Reading this paper through the lens of the North Meseta DNA from this week, it seems to make an exotic origin of the Beaker phenomenon more likely. Theoretically, if you believe Iberia was a Pleistocene refuge that harbored many of Europe's modern lineages, then the Meseta should have been carpeted with ultra West European lineages, but it wasn't for the people of Mirador who had traditions similar to some of the people described in this paper on Portugal.
Footnote: With dig season coming to a close, we are entering the exciting closing months of the year when we can begin expecting weekly fireworks on ancient Eurasian and African DNA. There's some exciting stuff in the works, so I think within the five months the entire conversation in Beaker archaeology will be in an entirely new place. Worlds colliding, total paradigm shift!
ABSTRACT: This paper reviews and updates the anthropological knowledge about Middle-Late Neolithic populations in Portugal. This territory is rich in prehistoric burial sites, particularly those of the designated Middle and Late Neolithic/Chalcolithic periods (4th–3rd millennia BCE). In the past 150 years, more than 3000 tombs, namely natural caves used as tombs, dolmens, rock cut tombs and tholoi (vaulted chamber tombs) were identified and hundreds of
them explored. Within these funerary structures, generally used as collective burials, the bones were frequently found and registered as disturbed and in a very fragmentary condition with total or almost total absence of anatomic connections. The systematic study of these human remains started in the 1990's and are mainly based on data obtained from tombs located in Estremadura and Algarve, two regions with limestone bedrocks that contributed to a better bone preservation.

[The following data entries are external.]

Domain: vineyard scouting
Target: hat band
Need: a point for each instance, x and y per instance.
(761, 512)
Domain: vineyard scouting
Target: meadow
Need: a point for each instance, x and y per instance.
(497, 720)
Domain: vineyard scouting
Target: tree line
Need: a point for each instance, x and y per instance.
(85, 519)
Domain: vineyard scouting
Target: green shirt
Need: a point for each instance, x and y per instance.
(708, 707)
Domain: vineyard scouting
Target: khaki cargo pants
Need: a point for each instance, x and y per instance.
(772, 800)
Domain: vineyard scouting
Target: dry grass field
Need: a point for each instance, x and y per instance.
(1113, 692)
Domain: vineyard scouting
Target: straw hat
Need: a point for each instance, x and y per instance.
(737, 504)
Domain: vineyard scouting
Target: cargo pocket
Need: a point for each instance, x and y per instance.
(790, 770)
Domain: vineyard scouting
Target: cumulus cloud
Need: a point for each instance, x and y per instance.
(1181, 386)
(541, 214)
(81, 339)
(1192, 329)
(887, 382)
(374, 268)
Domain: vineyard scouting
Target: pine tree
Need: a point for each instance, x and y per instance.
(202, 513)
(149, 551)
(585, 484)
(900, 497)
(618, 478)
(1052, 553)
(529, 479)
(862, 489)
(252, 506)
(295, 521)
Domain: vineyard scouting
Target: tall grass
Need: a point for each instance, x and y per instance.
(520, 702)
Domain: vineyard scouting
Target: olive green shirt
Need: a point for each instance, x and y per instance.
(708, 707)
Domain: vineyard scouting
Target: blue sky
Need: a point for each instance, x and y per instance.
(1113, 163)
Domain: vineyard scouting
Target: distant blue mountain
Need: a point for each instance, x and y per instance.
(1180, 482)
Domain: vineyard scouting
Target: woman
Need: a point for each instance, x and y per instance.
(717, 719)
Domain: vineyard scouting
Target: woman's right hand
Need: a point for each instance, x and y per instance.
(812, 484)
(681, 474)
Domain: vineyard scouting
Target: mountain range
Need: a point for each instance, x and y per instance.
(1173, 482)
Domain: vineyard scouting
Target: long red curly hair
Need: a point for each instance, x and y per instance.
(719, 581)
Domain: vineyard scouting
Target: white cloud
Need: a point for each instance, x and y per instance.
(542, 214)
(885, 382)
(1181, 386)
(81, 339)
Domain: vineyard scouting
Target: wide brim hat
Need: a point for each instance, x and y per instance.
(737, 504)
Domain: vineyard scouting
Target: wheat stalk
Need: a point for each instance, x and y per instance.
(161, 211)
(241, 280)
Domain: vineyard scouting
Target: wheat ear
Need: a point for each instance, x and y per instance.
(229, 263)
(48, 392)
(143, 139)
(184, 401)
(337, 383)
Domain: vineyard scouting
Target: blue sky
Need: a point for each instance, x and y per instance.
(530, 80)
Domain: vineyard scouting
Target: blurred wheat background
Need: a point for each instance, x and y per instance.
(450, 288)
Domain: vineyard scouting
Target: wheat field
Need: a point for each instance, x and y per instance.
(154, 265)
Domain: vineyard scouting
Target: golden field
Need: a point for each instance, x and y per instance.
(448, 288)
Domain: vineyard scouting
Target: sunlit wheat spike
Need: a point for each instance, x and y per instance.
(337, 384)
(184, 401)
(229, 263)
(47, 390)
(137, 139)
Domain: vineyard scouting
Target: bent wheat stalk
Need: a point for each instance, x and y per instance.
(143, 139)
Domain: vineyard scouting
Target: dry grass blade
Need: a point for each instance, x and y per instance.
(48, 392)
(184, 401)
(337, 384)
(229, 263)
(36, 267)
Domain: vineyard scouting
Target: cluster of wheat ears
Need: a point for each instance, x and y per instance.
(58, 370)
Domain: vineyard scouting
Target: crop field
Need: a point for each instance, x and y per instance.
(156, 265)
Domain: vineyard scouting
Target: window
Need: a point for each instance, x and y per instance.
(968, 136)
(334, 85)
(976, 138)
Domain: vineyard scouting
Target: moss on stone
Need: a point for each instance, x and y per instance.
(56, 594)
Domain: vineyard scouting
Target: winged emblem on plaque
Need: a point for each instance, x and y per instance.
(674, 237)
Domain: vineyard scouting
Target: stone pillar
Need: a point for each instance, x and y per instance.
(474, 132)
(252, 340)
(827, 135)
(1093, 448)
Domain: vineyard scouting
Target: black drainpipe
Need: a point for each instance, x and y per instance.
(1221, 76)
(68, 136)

Those studies led to the assessment of anthropological profiles of several tombs. Among the more relevant data is the frequent sex ratio in favor of females, a greater mobility than that expected for agricultural communities and a low rate of main types of pathologies. Meanwhile, mainly due to an increase of Management Archaeology in South Portugal hinterland (Alentejo) new sites and types of tombs were located in the last 15 years: rock cut tombs were unknown in Alentejo, as well as pit graves; also pockets of cremated human bones have been found, as well as human bones lying inside ditches. Besides suggesting a more diversified funerary practice by those prehistoric populations, this new data raises many more questions: Were all contemporaneous? Was there different treatment according to belonging within the groups? Are there regional patterning for those differences?